Full Sipps have risen to the top of financial advisers’ wish lists for the most desired products on investment platforms, as demand for annuities and income drawdown falls; new research shows.
A CoreData Research study surveying nearly 1,000 UK financial advisers found a quarter of respondents (23.6 per cent) would most like to see full Sipps and/or other complex pension products on platforms. Annuities and income drawdown (21.5 per cent) and discretionary investment management services (17.4 per cent) complete the top three products or services advisers want on platforms.
This year’s study sees full Sipps and/or other complex pension products replace annuities and income drawdown at the top of the platform wish list – a position they had occupied since 2014. Demand for annuities and drawdown is down significantly from last year when 33.7 per cent of advisers said they would most like to see these products on platforms.
“A key finding in this year’s study is the growing demand for full Sipps at the expense of annuities and income drawdown,” says Craig Phillips, head of International, CoreData Research. “Sipps are proving a popular option in the post-freedoms world for investors seeking greater flexibility, choice and control.”
In addition, the study shows adviser demand for ETFs is rising (11.4 per cent vs 5.3 per cent in 2017), especially among those serving the mass affluent and mass market sectors.
“As ETFs become more widely accessible and available in different variants and investors continue to search for cost-effective solutions, we expect demand to grow further,” adds Phillips.

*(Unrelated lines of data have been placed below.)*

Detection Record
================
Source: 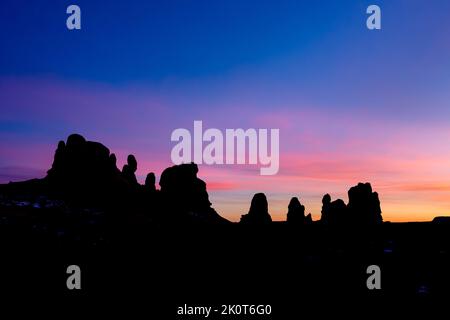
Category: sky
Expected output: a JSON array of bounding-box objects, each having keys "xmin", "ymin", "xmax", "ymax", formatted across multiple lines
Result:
[{"xmin": 0, "ymin": 0, "xmax": 450, "ymax": 221}]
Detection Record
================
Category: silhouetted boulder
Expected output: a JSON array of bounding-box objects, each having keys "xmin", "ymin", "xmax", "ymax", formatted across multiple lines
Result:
[
  {"xmin": 287, "ymin": 197, "xmax": 305, "ymax": 224},
  {"xmin": 159, "ymin": 163, "xmax": 227, "ymax": 223},
  {"xmin": 43, "ymin": 134, "xmax": 129, "ymax": 204},
  {"xmin": 122, "ymin": 154, "xmax": 139, "ymax": 188},
  {"xmin": 145, "ymin": 172, "xmax": 156, "ymax": 191},
  {"xmin": 240, "ymin": 193, "xmax": 272, "ymax": 225},
  {"xmin": 347, "ymin": 183, "xmax": 383, "ymax": 225}
]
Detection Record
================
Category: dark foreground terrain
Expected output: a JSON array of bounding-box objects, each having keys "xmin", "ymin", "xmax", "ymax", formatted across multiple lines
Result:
[{"xmin": 0, "ymin": 202, "xmax": 450, "ymax": 319}]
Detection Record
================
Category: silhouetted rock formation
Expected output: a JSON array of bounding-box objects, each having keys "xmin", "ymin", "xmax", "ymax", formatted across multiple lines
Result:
[
  {"xmin": 0, "ymin": 134, "xmax": 228, "ymax": 223},
  {"xmin": 320, "ymin": 183, "xmax": 383, "ymax": 225},
  {"xmin": 122, "ymin": 154, "xmax": 139, "ymax": 188},
  {"xmin": 241, "ymin": 193, "xmax": 272, "ymax": 225},
  {"xmin": 145, "ymin": 172, "xmax": 156, "ymax": 191},
  {"xmin": 159, "ymin": 163, "xmax": 227, "ymax": 222},
  {"xmin": 305, "ymin": 213, "xmax": 313, "ymax": 224},
  {"xmin": 286, "ymin": 197, "xmax": 305, "ymax": 224},
  {"xmin": 347, "ymin": 183, "xmax": 383, "ymax": 225},
  {"xmin": 42, "ymin": 134, "xmax": 125, "ymax": 203}
]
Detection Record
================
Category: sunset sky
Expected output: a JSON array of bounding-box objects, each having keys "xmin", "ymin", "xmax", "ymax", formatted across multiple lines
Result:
[{"xmin": 0, "ymin": 0, "xmax": 450, "ymax": 221}]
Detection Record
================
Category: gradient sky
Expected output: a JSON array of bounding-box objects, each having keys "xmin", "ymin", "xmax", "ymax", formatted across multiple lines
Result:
[{"xmin": 0, "ymin": 0, "xmax": 450, "ymax": 221}]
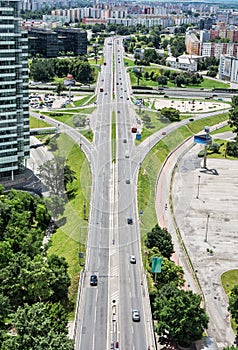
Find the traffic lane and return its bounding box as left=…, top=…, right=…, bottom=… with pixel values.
left=78, top=286, right=100, bottom=350
left=119, top=194, right=146, bottom=349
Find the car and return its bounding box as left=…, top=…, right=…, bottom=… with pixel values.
left=132, top=309, right=140, bottom=322
left=130, top=255, right=136, bottom=264
left=127, top=218, right=133, bottom=225
left=90, top=275, right=98, bottom=286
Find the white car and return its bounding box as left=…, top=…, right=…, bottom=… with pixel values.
left=130, top=255, right=136, bottom=264
left=132, top=309, right=140, bottom=322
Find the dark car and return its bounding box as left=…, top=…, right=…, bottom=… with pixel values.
left=132, top=309, right=140, bottom=322
left=90, top=275, right=98, bottom=286
left=127, top=218, right=133, bottom=225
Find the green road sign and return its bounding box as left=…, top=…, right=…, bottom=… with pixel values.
left=152, top=258, right=162, bottom=273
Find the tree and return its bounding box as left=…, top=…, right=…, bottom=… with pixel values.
left=55, top=81, right=65, bottom=96
left=39, top=157, right=65, bottom=196
left=45, top=195, right=65, bottom=219
left=145, top=224, right=174, bottom=259
left=154, top=283, right=208, bottom=347
left=1, top=303, right=74, bottom=350
left=30, top=58, right=54, bottom=82
left=134, top=69, right=142, bottom=86
left=64, top=164, right=76, bottom=189
left=144, top=71, right=150, bottom=79
left=228, top=284, right=238, bottom=332
left=152, top=254, right=184, bottom=289
left=156, top=75, right=168, bottom=85
left=161, top=107, right=180, bottom=122
left=174, top=75, right=186, bottom=87
left=228, top=96, right=238, bottom=142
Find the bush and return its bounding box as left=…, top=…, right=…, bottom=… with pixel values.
left=226, top=142, right=238, bottom=157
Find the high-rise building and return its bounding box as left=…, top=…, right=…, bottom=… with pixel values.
left=0, top=0, right=30, bottom=179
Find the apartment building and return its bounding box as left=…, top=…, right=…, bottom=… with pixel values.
left=29, top=28, right=87, bottom=58
left=0, top=0, right=30, bottom=180
left=219, top=55, right=238, bottom=84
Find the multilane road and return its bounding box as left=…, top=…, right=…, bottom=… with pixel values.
left=29, top=38, right=234, bottom=350
left=76, top=39, right=150, bottom=350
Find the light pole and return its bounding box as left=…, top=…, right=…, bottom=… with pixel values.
left=204, top=214, right=210, bottom=242
left=196, top=175, right=201, bottom=199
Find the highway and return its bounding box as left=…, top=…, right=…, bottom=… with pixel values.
left=72, top=39, right=151, bottom=350
left=28, top=38, right=234, bottom=350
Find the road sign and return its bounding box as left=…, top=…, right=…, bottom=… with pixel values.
left=152, top=257, right=162, bottom=273
left=194, top=134, right=212, bottom=145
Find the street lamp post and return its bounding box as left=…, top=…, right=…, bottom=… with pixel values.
left=196, top=175, right=201, bottom=199
left=204, top=214, right=210, bottom=242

The report also underlines the need for platforms to ensure they have robust cybersecurity defences. Seven in 10 advisers (69.6 per cent) say they increasingly consider whether a platform has adequate cybersecurity systems and controls in place when choosing a provider.

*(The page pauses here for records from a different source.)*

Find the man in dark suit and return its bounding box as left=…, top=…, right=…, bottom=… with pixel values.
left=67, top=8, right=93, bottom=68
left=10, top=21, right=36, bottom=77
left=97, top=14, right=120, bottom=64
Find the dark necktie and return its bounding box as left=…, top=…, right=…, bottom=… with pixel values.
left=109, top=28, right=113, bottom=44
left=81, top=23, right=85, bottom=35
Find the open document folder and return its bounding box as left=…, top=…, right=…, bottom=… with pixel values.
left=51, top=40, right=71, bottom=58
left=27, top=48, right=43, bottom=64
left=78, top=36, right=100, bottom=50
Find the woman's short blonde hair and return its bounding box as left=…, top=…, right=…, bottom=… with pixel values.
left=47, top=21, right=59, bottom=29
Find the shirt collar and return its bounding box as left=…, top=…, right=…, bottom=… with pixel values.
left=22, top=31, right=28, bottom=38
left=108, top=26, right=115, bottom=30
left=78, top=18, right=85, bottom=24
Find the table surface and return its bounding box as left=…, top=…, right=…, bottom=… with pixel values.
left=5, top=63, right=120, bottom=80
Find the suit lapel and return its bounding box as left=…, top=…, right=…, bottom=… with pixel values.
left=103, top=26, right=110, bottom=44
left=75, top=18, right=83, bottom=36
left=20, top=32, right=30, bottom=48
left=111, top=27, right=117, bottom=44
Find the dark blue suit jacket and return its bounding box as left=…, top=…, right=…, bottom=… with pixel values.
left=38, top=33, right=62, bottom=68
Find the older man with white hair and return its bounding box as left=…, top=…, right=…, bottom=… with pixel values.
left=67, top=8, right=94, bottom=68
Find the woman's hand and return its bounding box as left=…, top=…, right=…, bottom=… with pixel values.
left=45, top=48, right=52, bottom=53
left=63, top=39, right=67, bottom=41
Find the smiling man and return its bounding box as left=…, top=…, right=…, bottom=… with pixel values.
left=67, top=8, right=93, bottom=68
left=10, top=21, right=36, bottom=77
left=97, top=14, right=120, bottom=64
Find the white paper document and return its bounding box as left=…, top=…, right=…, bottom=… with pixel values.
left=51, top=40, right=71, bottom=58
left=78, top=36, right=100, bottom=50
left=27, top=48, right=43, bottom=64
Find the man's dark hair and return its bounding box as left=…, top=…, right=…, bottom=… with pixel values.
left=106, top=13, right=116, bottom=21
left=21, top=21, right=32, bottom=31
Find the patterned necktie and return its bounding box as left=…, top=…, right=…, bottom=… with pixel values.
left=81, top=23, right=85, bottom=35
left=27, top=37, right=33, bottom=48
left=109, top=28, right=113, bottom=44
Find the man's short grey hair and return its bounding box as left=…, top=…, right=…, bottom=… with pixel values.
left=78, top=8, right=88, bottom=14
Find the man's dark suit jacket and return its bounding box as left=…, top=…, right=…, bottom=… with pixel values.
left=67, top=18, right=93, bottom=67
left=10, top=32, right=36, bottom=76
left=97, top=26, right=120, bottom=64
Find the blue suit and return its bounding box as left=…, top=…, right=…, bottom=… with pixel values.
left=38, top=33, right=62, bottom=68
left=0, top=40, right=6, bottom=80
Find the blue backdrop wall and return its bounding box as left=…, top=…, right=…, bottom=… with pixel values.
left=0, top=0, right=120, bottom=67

Meanwhile, platform business volumes are set to expand. Nearly four in 10 (38.7 per cent) advisers plan to increase business on their main platform in the next 12 months – up from 34.3 per cent last year. And a higher proportion of advisers intend to add more platforms to their offering (20.5 per cent vs. 15.3 per cent in 2017).

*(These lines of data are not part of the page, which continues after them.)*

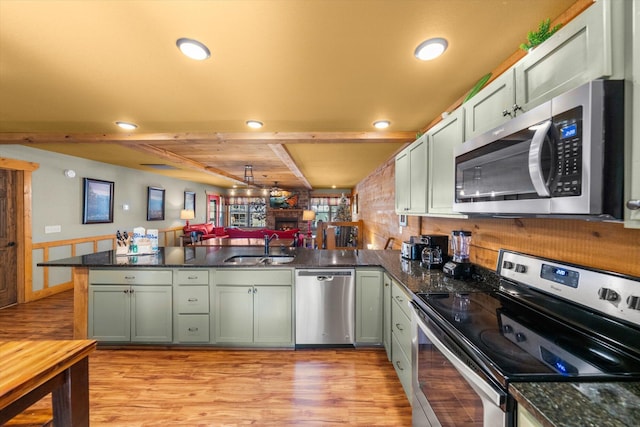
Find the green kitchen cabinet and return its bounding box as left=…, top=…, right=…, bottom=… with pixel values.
left=382, top=273, right=392, bottom=360
left=355, top=269, right=384, bottom=345
left=174, top=269, right=213, bottom=344
left=87, top=270, right=173, bottom=343
left=88, top=285, right=173, bottom=343
left=395, top=135, right=427, bottom=215
left=427, top=108, right=464, bottom=217
left=391, top=281, right=413, bottom=401
left=214, top=269, right=294, bottom=347
left=463, top=0, right=629, bottom=139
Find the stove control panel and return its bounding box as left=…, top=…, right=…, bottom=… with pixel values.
left=497, top=249, right=640, bottom=326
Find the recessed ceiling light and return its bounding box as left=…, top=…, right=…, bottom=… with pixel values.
left=176, top=37, right=211, bottom=61
left=414, top=38, right=449, bottom=61
left=246, top=120, right=264, bottom=129
left=116, top=122, right=138, bottom=130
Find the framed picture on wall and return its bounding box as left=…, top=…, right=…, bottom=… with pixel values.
left=82, top=178, right=113, bottom=224
left=147, top=187, right=164, bottom=221
left=184, top=191, right=196, bottom=212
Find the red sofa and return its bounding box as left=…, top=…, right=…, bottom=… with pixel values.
left=182, top=223, right=299, bottom=240
left=224, top=227, right=299, bottom=239
left=182, top=223, right=227, bottom=240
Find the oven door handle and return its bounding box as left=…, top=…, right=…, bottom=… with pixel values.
left=529, top=120, right=551, bottom=197
left=414, top=308, right=507, bottom=407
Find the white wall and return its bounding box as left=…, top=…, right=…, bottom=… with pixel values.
left=0, top=145, right=222, bottom=243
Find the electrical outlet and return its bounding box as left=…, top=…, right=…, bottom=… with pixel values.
left=44, top=225, right=62, bottom=234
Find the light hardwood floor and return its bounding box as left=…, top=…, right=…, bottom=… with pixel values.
left=0, top=292, right=411, bottom=427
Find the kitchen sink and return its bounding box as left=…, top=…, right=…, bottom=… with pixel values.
left=224, top=255, right=296, bottom=265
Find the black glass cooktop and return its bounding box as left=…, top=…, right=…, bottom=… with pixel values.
left=416, top=290, right=640, bottom=386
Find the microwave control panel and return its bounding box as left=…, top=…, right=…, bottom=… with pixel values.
left=549, top=107, right=582, bottom=197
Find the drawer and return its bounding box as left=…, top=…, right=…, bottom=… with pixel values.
left=177, top=314, right=209, bottom=342
left=216, top=268, right=293, bottom=286
left=391, top=334, right=413, bottom=402
left=89, top=269, right=173, bottom=285
left=391, top=301, right=412, bottom=355
left=391, top=281, right=411, bottom=319
left=176, top=286, right=209, bottom=313
left=177, top=270, right=209, bottom=285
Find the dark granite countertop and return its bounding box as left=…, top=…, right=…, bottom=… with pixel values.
left=509, top=382, right=640, bottom=427
left=38, top=246, right=640, bottom=427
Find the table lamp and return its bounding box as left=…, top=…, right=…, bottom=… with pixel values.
left=180, top=209, right=196, bottom=228
left=302, top=210, right=316, bottom=237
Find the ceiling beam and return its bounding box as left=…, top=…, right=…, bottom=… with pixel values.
left=120, top=143, right=244, bottom=184
left=269, top=144, right=313, bottom=190
left=0, top=131, right=416, bottom=145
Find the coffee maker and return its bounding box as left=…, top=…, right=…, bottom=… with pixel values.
left=420, top=234, right=449, bottom=269
left=442, top=230, right=473, bottom=279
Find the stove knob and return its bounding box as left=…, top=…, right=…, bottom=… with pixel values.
left=516, top=264, right=527, bottom=273
left=502, top=261, right=513, bottom=270
left=598, top=288, right=620, bottom=301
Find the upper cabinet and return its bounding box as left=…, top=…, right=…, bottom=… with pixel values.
left=427, top=108, right=464, bottom=217
left=396, top=135, right=427, bottom=215
left=464, top=0, right=624, bottom=139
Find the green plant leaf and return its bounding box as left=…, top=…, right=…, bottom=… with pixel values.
left=462, top=73, right=491, bottom=104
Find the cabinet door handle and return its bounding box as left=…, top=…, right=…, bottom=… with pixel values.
left=627, top=200, right=640, bottom=211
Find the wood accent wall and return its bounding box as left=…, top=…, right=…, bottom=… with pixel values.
left=355, top=159, right=640, bottom=277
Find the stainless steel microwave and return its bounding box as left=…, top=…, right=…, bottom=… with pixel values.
left=453, top=80, right=624, bottom=219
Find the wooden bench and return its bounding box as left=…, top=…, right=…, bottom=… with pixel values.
left=4, top=407, right=53, bottom=427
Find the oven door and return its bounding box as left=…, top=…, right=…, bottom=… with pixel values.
left=412, top=303, right=513, bottom=427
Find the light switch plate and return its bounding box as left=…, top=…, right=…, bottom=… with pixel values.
left=44, top=225, right=62, bottom=234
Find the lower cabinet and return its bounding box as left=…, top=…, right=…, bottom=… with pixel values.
left=88, top=285, right=173, bottom=343
left=391, top=281, right=413, bottom=402
left=355, top=269, right=383, bottom=345
left=173, top=270, right=212, bottom=344
left=214, top=269, right=294, bottom=347
left=382, top=273, right=392, bottom=360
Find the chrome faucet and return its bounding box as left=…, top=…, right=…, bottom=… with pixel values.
left=264, top=233, right=278, bottom=255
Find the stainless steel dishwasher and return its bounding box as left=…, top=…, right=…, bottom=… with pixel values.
left=296, top=268, right=356, bottom=346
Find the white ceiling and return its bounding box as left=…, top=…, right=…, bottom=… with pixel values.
left=0, top=0, right=574, bottom=188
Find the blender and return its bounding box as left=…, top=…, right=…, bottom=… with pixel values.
left=442, top=230, right=473, bottom=279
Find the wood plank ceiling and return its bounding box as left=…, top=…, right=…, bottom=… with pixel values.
left=0, top=0, right=574, bottom=188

These positive market fundamentals are bolstered by growing usage levels. Nearly seven in 10 (68.1 per cent) HNW/UHNW focused advisers now use platforms on a daily basis, compared to 58.6 per cent in 2017, while daily usage among advisers focused on mass market clients has increased from 42.9 per cent last year to 49.2 per cent.
The CoreData study further reveals that adviser remuneration features, reporting capability and retirement advice/services are the top three satisfaction drivers on main platforms. The greater focus on adviser remuneration features (20.1 per cent vs. 12.1 per cent in 2017) and reporting capability (19.5 per cent vs. 16.8 per cent in 2017) highlight some of the regulatory pressures facing advisers including new MiFID II requirements.